Occupational Therapists in a school-based setting typically work with children who are experiencing difficulties in play, learning at school or accomplishing age appropriate self-care skills. OT helps them to function optimally in these different contexts by focusing on the necessary underlying skills, including visual perceptual skills, gross motor (large muscle) skills or fine motor skills. OT uses specific activities and games that are meaningful to target their areas of concern, using the child’s internal motivation to drive the process. While observing a child in therapy it might look like they are just playing and having fun- the good news is that they are, but that these specifically chosen games are helping them develop and grow, often without them even realising it.

Following an assessment, a child typically attends sessions weekly or twice weekly. These are complimented by fun home-based activities, which are designed to become a part of their daily routine rather than being seen as “homework”. Practising skills learnt in sessions at home is important in ensuring progress and allows the Parent/Caregiver to become an active part of the Therapy process.

Belinda has successfully completed the DIRFloortime® 204 certification and qualified as a DIRFloortime® Expert Training Leader in 2021. Karen completed the DIRFloortime® 203 certification and she has the DIRFloortime® Advanced Certificate (DIR-Advanced).

Floortime, also known as DIRFloortime®, is an evidence-based intervention approach used with children of all ages to promote engagement, communication, positive behaviour and thinking skills. During Floortime sessions, the Therapist uses the power of relationship, joy and playfulness to connect with the child on their developmental level. The Floortime assessment determines the child’s differences concerning sensory processing and development of skills, making it a tailor-made experience well suited to various developmental delays and spectrum disorders.

The DIRFloortime® model was developed by Dr. Stanley Greenspan and his colleagues, and currently, it is used worldwide by parents, Occupational Therapists, Speech and Language Therapists, teachers and mental health professionals.

When the DIRFloortime® model is used, the facilitator/therapist will meet the child on their level by following his lead and engaging with him emotionally. Emotion is the drive behind Floortime and forms a vital part of the process. Dr Greenspan developed six functional and emotional capacities, and our aim in Floortime sessions is to support the child to climb the developmental ladder. The capacities or levels are as follows:

  • Self-regulation and interest in the world
  • Engagement and relating
  • Two-way purposeful communication
  • Complex communication and shared problem solving
  • Using symbols and creating emotional ideas and
  • Logical thinking and building bridges between ideas.

For more information about the DIRFloortime® model, please visit: www.icdl.com/floortime

You can also read more about the value of Floortime on the following sites:

affectautism.com jeffreyguenzel

Watch a video which explains the core concepts of DIRFloortime®

Watch a video which briefly unpacks the Functional Emotional Developmental Capacities and fundamentals of DIRFloortime®

Belinda and Karen are trained in Sensory Integration Therapy (SAISI) and are qualified to administer the Sensory Integration and Praxis Tests (SIPT).

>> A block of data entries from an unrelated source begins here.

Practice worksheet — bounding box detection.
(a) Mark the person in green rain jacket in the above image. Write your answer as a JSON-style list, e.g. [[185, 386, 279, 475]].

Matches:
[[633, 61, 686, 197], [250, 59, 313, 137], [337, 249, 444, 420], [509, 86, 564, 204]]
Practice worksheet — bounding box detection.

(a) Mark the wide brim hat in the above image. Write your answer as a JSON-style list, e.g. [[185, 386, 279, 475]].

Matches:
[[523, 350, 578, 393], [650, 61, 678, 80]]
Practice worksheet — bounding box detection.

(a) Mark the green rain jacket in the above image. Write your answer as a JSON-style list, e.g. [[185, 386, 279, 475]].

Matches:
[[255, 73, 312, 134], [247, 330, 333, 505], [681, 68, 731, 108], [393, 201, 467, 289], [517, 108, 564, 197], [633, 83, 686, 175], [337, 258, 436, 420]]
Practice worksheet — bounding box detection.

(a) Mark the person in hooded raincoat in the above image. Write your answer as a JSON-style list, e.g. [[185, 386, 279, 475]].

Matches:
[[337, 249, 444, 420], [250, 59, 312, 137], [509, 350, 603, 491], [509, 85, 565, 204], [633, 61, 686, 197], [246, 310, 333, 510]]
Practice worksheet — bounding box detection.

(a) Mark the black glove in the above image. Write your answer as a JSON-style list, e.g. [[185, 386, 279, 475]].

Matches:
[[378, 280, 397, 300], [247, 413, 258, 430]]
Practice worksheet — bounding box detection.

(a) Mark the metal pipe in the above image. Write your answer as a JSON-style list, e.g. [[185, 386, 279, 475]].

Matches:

Sensory Integration (SI) therapy or therapy using an SI approach is based on the work of Occupational Therapist Dr. Jean Ayres. It is typically used when children are experiencing Sensory Processing Disorder (Please refer to the FAQS page for further information on SPD). SI therapy aims to help the child respond appropriately to different sensations and accurately process the information their body receives from their various sensory systems. This is done using meaningful, fun activities so that they can function better in their daily life and at school. Occupational Therapists typically target the vestibular (sense of movement), proprioceptive (sense of body position) and tactile (sense of touch) systems, as well as the auditory system (sense of hearing) through other specialised SI treatment modalities (i.e. Therapeutic Listening®) or specialised educational programs(i.e. Tomatis® method).

SI therapy occurs in a playful and sensory-rich environment using activities pitched at the child’s skill level. These are adapted throughout the session to ensure the child is being challenged but still enjoying success. This helps them to adapt and progress within the session and then transfer these skills to their daily life (e.g. coping better in the classroom, enjoying extra-murals, being better able to adapt socially and emotionally to age-appropriate challenges, etc). Sessions are complemented with home-based sensory games and activities designed with the Parent/Caregiver.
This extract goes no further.